Ação contra tráfico internacional: PF prende suspeito no Liberdade I em Teixeira com arma e dinheiro em espécie

 Ação contra tráfico internacional: PF prende suspeito no Liberdade I em Teixeira com arma e dinheiro em espécie


Teixeira de Freitas: Na manhã desta quarta-feira, 10 de dezembro, uma grande operação da Polícia Federalista resultou na prisão de dez pessoas no extremo sul da Bahia. A ação, que visa combater o tráfico internacional de drogas e a lavagem de moeda, teve um dos alvos detidos no Bairro Liberdade I, em Teixeira de Freitas.

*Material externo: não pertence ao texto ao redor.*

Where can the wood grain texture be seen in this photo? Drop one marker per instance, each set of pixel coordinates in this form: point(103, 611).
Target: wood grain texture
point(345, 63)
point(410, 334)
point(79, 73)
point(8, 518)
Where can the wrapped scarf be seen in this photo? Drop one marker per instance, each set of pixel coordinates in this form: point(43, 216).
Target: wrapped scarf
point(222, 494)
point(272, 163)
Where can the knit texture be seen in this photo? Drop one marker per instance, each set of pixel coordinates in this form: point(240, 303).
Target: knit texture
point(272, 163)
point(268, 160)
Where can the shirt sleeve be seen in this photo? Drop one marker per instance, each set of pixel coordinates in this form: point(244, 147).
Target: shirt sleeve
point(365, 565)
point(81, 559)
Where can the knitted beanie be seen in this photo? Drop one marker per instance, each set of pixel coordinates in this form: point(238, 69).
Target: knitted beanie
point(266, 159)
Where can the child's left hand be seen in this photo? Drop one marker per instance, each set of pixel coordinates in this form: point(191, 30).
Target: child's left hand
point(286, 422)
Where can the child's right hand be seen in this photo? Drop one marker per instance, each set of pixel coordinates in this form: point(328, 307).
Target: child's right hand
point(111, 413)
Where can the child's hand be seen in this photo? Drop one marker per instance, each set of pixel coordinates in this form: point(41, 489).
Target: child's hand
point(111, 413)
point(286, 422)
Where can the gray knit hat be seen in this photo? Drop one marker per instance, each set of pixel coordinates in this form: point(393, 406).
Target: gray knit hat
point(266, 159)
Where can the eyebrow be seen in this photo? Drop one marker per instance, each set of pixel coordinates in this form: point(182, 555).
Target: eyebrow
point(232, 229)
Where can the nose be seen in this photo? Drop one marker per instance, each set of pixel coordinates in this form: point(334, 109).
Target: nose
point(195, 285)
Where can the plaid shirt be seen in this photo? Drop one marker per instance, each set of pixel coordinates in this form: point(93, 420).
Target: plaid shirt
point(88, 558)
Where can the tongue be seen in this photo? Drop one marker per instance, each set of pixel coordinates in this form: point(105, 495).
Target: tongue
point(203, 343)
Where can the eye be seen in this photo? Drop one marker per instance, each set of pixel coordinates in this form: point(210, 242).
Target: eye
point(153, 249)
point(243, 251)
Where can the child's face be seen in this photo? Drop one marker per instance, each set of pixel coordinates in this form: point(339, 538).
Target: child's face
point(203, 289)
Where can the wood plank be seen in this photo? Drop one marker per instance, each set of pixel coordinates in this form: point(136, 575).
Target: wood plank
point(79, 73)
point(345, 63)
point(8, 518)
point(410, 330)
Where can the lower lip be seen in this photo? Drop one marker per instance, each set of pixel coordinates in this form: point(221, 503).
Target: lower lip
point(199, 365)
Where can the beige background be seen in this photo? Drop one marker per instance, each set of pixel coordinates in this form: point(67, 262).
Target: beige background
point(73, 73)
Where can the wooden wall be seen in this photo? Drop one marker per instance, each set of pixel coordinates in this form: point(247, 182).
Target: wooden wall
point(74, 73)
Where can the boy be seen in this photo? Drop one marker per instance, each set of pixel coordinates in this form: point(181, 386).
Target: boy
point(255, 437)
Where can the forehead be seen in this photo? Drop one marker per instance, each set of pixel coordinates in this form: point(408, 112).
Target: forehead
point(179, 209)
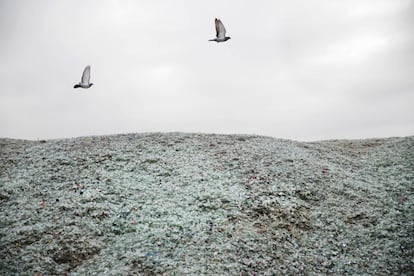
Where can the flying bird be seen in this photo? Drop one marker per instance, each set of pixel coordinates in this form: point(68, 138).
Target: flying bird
point(220, 32)
point(84, 83)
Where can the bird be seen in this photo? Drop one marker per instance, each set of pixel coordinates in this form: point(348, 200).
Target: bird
point(84, 83)
point(220, 32)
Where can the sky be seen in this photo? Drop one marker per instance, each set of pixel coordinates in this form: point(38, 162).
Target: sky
point(301, 70)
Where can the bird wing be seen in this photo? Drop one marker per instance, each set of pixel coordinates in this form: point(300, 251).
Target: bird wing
point(220, 30)
point(86, 75)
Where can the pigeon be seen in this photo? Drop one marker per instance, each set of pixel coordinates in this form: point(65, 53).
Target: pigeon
point(220, 32)
point(84, 83)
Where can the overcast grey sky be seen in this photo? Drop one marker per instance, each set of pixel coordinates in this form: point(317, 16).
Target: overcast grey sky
point(303, 70)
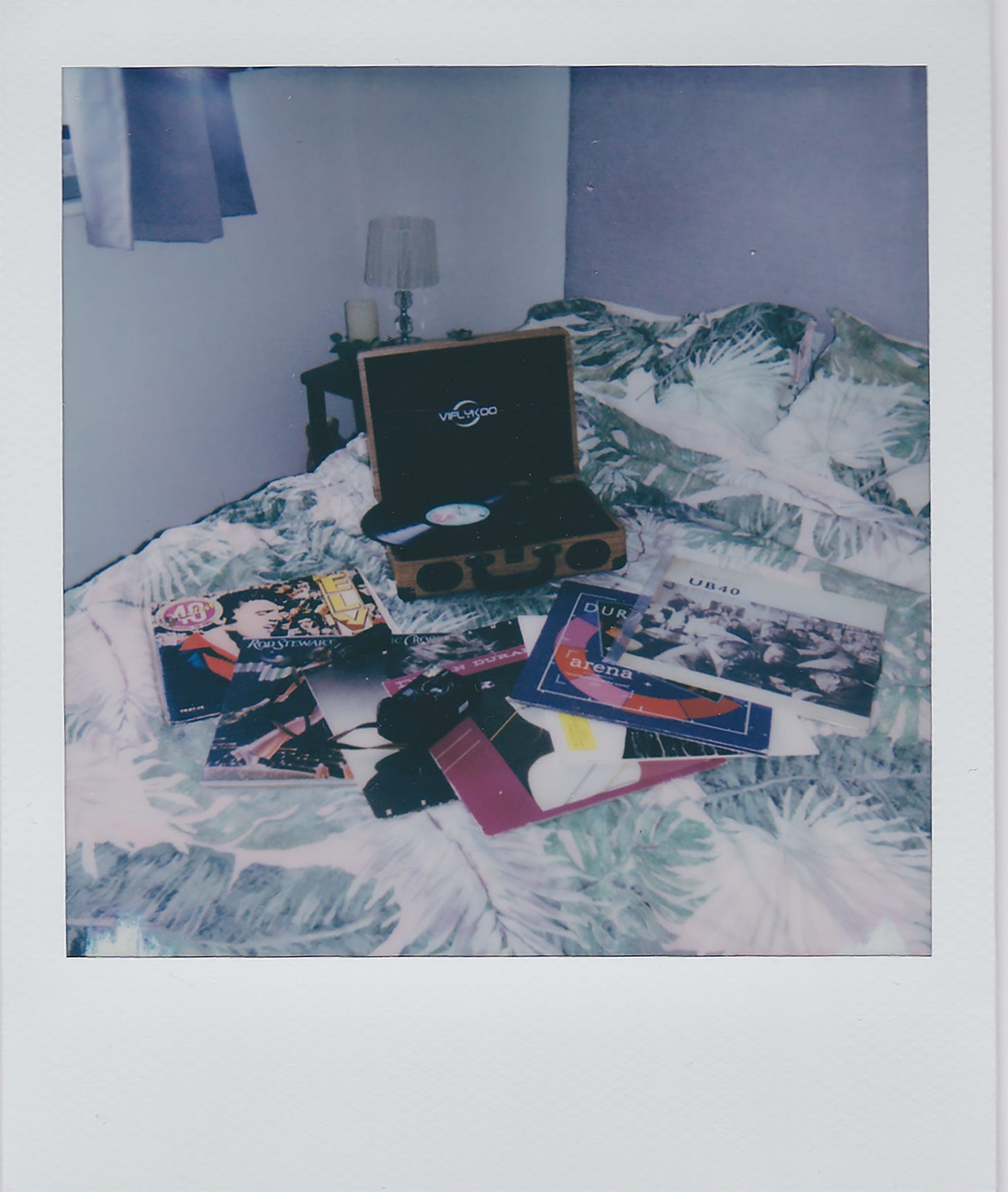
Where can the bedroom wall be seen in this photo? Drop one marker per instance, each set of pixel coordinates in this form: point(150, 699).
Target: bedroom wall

Por volta das 06h40, policiais federais cumpriram mandado de prisão contra Euler dos Santos Bernardo, de 29 anos, proveniente de Serra/ES. Ele é investigado pela prática de tráfico internacional de drogas.

Em seguida, Euler foi transportado à Delegacia Territorial da Polícia Social. Escoltado de seu jurisperito, Yuri Miranda, ele optou por praticar o recta constitucional de permanecer em silêncio durante o interrogatório transportado pelo mandatário federalista. Posteriormente a oitiva, passou por inspecção de corpo de delito no Departamento de Polícia Técnica (DPT).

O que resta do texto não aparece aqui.